No more Morenet: City of Morden cutting cord on plan to provide free internet for all residents
Community-owned internet in southern Manitoba city will be shuttering all operations as of Oct. 30
Residents in the southern Manitoba city of Morden will have to say goodbye to their relatively new high-speed, community-owned internet this month — less than 18 months after it started.
As of Oct. 30, Morenet — the wireless internet service provided as a City of Morden service — will be shutting down all operations, the city announced in an online update late Monday.
"It ballooned out of control," said Mayor Brandon Burley.
The city of roughly 8,000 announced the internet service in April 2018, saying it would be built and maintained by the city through property taxes and offered at no extra monthly fee to users, following a $400 installation fee.
The whole project was estimated to cost between $300,000 and $400,000, and city officials said at the time property taxes wouldn't increase to cover the cost.
Costs skyrocketed
But Burley said the city hit a hurdle when it learned about technical challenges related to bandwidth that made the annual cost of providing free internet service skyrocket.
"It's in the many millions of dollars, and the operating cost would make it our second-biggest utility," said Burley, who was elected in the October 2018 municipal election — months after the service's May launch.
"The previous council made the right decision to approve it" based on the information they had at the time, Burley said, but "those numbers have inflated ... between 700 and 1,000 per cent."
The new city council found out about the major cost hike in May of this year, and tried unsuccessfully to sell Morenet, before coming to the decision to cancel it at a recent council meeting.
"We sat down with the project, with experts, and considered it as though it were a brand new project," Burley said.
We acknowledge that we have some of the worst connection speeds probably in the country down here.- Morden Mayor Brandon Burley
He said the majority of the spike in the expected cost came from a misunderstanding about the capacity of telecommunications infrastructure available in the Morden area.
The plan would require upgrading the city to fibre optic connections — an expensive fix.

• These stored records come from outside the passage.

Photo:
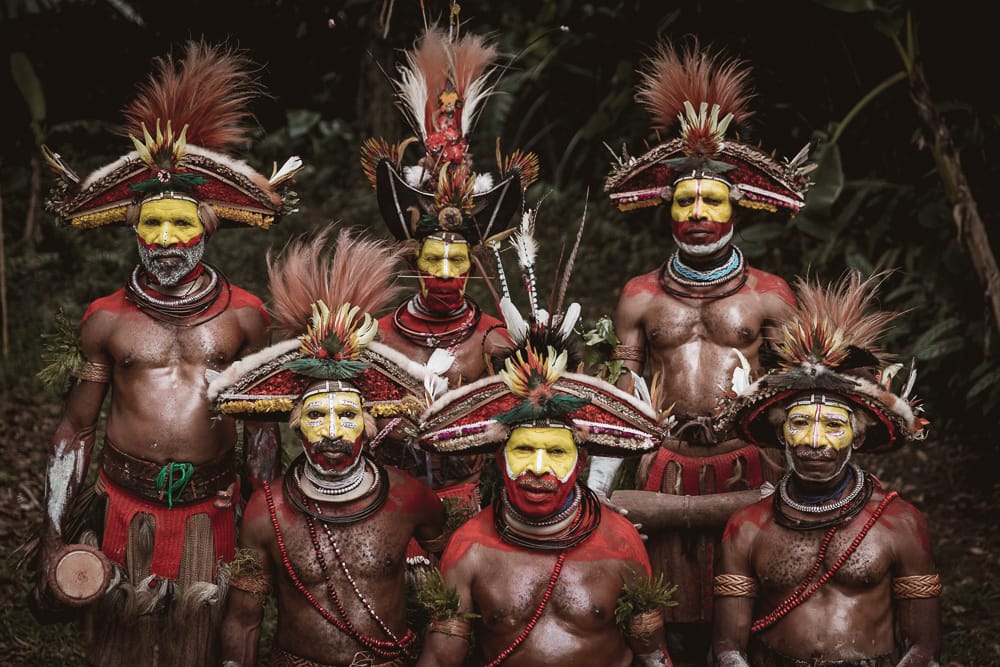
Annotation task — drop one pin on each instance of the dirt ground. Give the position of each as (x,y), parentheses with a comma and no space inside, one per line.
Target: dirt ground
(954,484)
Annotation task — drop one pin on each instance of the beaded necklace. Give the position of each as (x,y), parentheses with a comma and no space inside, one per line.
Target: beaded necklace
(291,485)
(804,591)
(691,277)
(819,509)
(455,330)
(583,524)
(179,310)
(388,649)
(504,654)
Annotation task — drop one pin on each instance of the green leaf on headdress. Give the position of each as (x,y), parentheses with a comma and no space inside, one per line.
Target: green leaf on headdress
(326,369)
(706,165)
(175,183)
(554,407)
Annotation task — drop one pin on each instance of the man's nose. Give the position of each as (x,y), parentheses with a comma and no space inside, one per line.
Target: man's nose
(540,465)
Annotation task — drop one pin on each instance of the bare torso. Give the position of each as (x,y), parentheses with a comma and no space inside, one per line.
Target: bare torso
(506,584)
(159,410)
(689,342)
(373,550)
(852,615)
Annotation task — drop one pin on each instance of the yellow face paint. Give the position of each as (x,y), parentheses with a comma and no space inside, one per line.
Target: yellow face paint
(444,259)
(541,450)
(332,415)
(817,425)
(167,222)
(701,198)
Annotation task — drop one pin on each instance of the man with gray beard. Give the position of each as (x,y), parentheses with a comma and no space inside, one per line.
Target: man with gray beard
(168,472)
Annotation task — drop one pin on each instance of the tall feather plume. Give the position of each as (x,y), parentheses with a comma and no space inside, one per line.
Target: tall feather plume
(209,90)
(426,71)
(360,271)
(829,322)
(470,59)
(673,77)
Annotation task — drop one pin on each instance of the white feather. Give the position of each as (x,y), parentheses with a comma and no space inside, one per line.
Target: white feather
(482,183)
(517,326)
(412,87)
(569,321)
(415,175)
(475,95)
(741,374)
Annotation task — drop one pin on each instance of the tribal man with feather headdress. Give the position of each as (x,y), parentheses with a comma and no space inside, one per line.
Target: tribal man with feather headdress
(546,575)
(168,469)
(330,541)
(443,212)
(822,573)
(702,313)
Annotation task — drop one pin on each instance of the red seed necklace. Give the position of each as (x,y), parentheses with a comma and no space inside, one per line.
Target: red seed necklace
(388,649)
(801,594)
(504,654)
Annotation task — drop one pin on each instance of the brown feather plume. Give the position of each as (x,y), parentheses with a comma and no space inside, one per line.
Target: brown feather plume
(829,321)
(209,90)
(360,271)
(674,76)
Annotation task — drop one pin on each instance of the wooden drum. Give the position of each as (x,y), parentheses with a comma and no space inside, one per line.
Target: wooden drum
(80,575)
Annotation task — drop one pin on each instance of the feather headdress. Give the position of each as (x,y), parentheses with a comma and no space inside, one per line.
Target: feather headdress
(326,301)
(441,90)
(186,123)
(534,386)
(830,345)
(703,95)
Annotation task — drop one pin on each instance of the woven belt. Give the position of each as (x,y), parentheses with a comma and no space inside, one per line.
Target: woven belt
(173,483)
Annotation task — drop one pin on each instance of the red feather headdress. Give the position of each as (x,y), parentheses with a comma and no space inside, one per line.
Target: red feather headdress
(702,95)
(441,90)
(186,123)
(829,345)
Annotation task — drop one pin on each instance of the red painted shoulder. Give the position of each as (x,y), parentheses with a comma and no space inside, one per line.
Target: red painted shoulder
(647,283)
(763,282)
(477,530)
(755,516)
(244,299)
(114,303)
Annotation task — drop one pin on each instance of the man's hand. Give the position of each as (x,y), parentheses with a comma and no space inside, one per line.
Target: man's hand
(224,498)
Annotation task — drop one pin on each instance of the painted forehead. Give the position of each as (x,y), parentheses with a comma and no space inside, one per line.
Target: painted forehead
(336,398)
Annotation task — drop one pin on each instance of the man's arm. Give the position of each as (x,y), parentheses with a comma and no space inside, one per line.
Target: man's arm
(733,612)
(71,449)
(918,605)
(430,528)
(250,585)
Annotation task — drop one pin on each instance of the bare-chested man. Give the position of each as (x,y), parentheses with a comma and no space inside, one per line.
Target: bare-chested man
(332,542)
(823,574)
(168,469)
(443,211)
(694,320)
(544,567)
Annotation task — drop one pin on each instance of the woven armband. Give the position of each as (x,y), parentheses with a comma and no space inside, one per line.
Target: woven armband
(628,353)
(645,624)
(92,372)
(917,587)
(734,586)
(454,626)
(258,584)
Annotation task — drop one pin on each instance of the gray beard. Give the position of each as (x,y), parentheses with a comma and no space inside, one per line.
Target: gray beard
(169,276)
(707,249)
(843,464)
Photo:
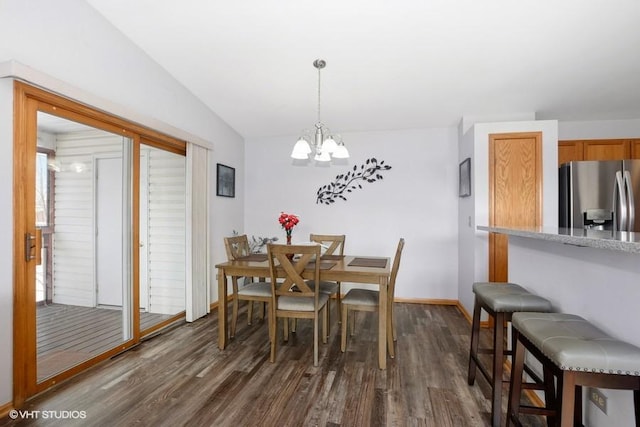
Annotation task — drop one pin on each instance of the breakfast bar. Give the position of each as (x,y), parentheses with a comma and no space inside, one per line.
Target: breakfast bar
(591,273)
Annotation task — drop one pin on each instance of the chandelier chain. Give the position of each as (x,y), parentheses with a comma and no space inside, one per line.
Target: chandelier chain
(319,122)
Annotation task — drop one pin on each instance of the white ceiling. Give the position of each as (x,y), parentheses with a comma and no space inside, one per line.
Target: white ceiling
(392,64)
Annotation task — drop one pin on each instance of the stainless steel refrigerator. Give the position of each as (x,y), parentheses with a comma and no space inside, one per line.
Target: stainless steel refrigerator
(601,195)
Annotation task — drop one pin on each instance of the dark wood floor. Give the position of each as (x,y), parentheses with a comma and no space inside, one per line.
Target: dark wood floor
(68,335)
(180,378)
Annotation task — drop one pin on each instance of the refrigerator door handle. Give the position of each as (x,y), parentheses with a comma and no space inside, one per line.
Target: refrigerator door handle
(619,203)
(630,201)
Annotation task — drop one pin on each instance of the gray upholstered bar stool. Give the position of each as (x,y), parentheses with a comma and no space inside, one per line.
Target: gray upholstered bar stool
(576,353)
(499,300)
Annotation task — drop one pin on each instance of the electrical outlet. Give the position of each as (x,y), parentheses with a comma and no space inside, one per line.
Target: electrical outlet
(598,398)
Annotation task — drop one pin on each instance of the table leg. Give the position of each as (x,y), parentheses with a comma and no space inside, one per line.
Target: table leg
(382,324)
(223,332)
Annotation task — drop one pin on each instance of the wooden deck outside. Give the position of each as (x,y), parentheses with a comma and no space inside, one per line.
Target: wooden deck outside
(68,335)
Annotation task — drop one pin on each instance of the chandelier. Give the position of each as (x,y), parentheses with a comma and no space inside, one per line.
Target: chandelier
(323,146)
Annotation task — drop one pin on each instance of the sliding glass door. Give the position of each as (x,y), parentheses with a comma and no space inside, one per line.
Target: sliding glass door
(84,287)
(100,237)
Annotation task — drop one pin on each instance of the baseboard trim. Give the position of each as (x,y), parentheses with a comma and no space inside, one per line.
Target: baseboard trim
(427,301)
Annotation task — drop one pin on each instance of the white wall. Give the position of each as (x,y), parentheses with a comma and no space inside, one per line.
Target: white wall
(474,245)
(417,199)
(70,48)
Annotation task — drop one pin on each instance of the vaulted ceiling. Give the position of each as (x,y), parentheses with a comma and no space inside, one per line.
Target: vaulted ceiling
(392,64)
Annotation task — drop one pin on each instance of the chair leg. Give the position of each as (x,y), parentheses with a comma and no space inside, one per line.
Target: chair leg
(315,339)
(475,338)
(353,323)
(234,309)
(343,335)
(328,308)
(392,351)
(498,370)
(393,322)
(325,325)
(339,302)
(636,404)
(273,334)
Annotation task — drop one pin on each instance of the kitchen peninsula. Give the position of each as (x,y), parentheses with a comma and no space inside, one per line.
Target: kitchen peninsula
(592,273)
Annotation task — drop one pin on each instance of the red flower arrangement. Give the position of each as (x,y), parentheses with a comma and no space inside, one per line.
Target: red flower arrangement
(288,221)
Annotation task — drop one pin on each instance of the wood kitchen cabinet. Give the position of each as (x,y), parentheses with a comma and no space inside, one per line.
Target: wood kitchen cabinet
(598,149)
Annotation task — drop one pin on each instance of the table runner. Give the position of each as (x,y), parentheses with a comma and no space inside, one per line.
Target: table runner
(253,257)
(369,262)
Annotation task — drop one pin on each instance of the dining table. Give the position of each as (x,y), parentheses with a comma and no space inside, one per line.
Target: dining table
(336,268)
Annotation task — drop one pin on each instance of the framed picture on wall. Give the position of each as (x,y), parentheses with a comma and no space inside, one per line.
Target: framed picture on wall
(464,184)
(226,181)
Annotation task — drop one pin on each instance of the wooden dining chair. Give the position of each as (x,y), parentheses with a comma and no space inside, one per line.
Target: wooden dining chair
(334,246)
(260,291)
(292,298)
(367,300)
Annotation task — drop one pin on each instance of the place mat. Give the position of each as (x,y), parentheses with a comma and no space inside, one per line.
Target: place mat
(253,257)
(332,257)
(368,262)
(324,265)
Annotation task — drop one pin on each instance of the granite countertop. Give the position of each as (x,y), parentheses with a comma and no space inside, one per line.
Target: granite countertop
(601,239)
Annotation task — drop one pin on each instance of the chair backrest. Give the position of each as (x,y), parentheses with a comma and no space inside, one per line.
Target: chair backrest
(394,269)
(236,246)
(334,243)
(278,256)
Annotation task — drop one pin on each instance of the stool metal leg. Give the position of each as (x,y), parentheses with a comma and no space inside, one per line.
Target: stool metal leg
(498,368)
(475,338)
(568,398)
(515,384)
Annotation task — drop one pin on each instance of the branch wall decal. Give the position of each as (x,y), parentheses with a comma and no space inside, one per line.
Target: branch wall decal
(346,183)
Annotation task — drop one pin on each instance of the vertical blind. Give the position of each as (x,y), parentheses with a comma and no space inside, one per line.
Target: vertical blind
(198,288)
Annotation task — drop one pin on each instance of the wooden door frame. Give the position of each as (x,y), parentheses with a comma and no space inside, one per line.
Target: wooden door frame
(499,267)
(28,100)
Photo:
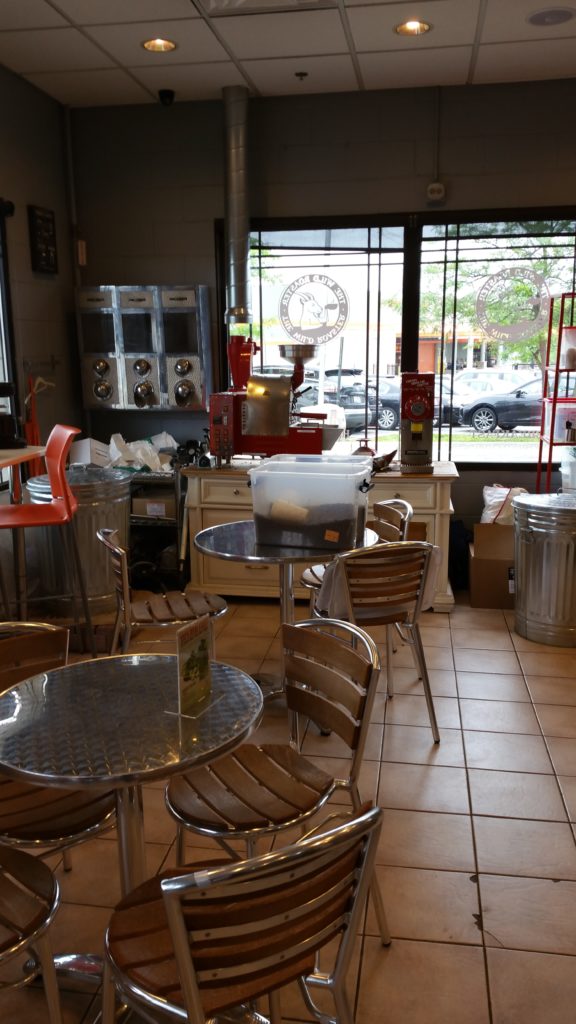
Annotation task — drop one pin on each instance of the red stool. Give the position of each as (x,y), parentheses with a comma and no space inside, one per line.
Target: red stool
(59,511)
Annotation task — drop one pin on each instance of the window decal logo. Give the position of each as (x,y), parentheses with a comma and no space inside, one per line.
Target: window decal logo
(513,304)
(315,308)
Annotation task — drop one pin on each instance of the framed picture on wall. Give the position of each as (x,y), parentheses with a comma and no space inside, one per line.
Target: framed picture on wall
(42,229)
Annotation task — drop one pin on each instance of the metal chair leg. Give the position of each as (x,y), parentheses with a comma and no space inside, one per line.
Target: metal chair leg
(82,586)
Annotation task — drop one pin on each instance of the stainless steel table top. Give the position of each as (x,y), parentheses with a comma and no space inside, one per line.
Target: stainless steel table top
(237,541)
(114,722)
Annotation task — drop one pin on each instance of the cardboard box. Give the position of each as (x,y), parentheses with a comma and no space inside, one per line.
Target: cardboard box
(155,504)
(492,566)
(89,452)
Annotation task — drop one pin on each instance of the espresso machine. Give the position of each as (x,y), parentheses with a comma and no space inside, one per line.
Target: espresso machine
(416,416)
(255,416)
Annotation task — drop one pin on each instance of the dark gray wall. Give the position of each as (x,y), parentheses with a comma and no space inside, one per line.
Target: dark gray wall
(33,171)
(149,182)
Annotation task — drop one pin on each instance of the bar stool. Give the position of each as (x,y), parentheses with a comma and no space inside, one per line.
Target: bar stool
(59,511)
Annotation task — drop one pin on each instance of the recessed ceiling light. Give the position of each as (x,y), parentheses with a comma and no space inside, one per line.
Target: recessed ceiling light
(412,28)
(159,45)
(551,16)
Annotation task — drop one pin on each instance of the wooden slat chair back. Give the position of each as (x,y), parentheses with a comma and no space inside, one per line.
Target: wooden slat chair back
(384,586)
(29,899)
(391,520)
(38,816)
(206,940)
(146,609)
(30,647)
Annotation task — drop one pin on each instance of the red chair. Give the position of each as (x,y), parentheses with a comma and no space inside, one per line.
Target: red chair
(59,511)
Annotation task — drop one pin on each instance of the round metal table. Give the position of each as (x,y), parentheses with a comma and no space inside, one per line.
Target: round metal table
(237,541)
(114,722)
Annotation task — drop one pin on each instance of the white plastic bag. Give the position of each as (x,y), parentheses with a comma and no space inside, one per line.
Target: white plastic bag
(498,504)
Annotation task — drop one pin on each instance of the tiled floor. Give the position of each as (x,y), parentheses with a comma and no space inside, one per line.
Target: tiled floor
(478,854)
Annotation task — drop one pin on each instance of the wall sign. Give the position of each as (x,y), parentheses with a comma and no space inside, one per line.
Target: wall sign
(42,240)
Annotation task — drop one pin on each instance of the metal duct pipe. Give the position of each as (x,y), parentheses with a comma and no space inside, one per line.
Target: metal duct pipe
(237,223)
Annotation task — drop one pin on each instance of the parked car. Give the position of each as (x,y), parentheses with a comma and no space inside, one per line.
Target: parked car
(468,383)
(520,408)
(354,399)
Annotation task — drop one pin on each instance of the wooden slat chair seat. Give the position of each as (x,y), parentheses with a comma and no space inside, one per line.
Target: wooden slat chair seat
(331,672)
(39,816)
(29,899)
(201,940)
(142,609)
(384,586)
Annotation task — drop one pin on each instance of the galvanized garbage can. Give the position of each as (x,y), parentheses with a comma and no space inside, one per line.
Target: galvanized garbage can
(545,567)
(104,500)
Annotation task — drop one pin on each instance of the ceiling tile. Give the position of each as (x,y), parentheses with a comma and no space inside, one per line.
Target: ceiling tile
(91,88)
(28,14)
(526,61)
(453,22)
(192,81)
(507,23)
(49,49)
(325,74)
(194,39)
(119,11)
(428,68)
(284,35)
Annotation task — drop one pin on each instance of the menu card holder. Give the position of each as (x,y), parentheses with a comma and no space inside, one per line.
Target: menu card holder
(194,648)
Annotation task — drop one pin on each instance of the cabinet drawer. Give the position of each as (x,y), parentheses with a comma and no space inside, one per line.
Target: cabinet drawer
(229,492)
(420,496)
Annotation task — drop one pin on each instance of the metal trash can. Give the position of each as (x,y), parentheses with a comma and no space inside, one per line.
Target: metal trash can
(104,500)
(545,567)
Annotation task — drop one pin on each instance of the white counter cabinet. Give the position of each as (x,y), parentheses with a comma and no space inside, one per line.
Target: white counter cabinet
(216,496)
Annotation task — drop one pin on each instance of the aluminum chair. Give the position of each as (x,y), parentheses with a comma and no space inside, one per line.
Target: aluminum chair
(384,586)
(45,818)
(209,939)
(151,609)
(391,520)
(59,511)
(29,900)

Burley said council was concerned that the service would be unable to "resist inflation," and the city wasn't ready to explore other funding models.
By the time the service was cut, it had made it into about 450 homes in the city.
"We had only gotten the service to about one out of every eight households before we had already surpassed the budget quite substantially," Burley said.
"The majority of people in Morden, myself included, never got Morenet but we were paying for it through our taxes."
Although there are still options to access private internet providers, service quality and speed can range in the rural community, depending on location. The city is still trying to figure out how to resolve inequities.
"We acknowledge that we have some of the worst connection speeds probably in the country down here. And it's really difficult to build a community, an economy, in that context," Burley said.
As an alternative, Burley said the city has "aggressively pursued" talks with fibre companies and big internet companies to figure out how to provide high-speed internet to the community. Burley said the city has picked up discussions with Bell MTS and Valley Fiber — a technology firm based out of Winkler — on how to proceed.
Meanwhile, residents who paid the $400 installation fee — expecting to pay no monthly charges after that — won't be able to get a refund for the fee.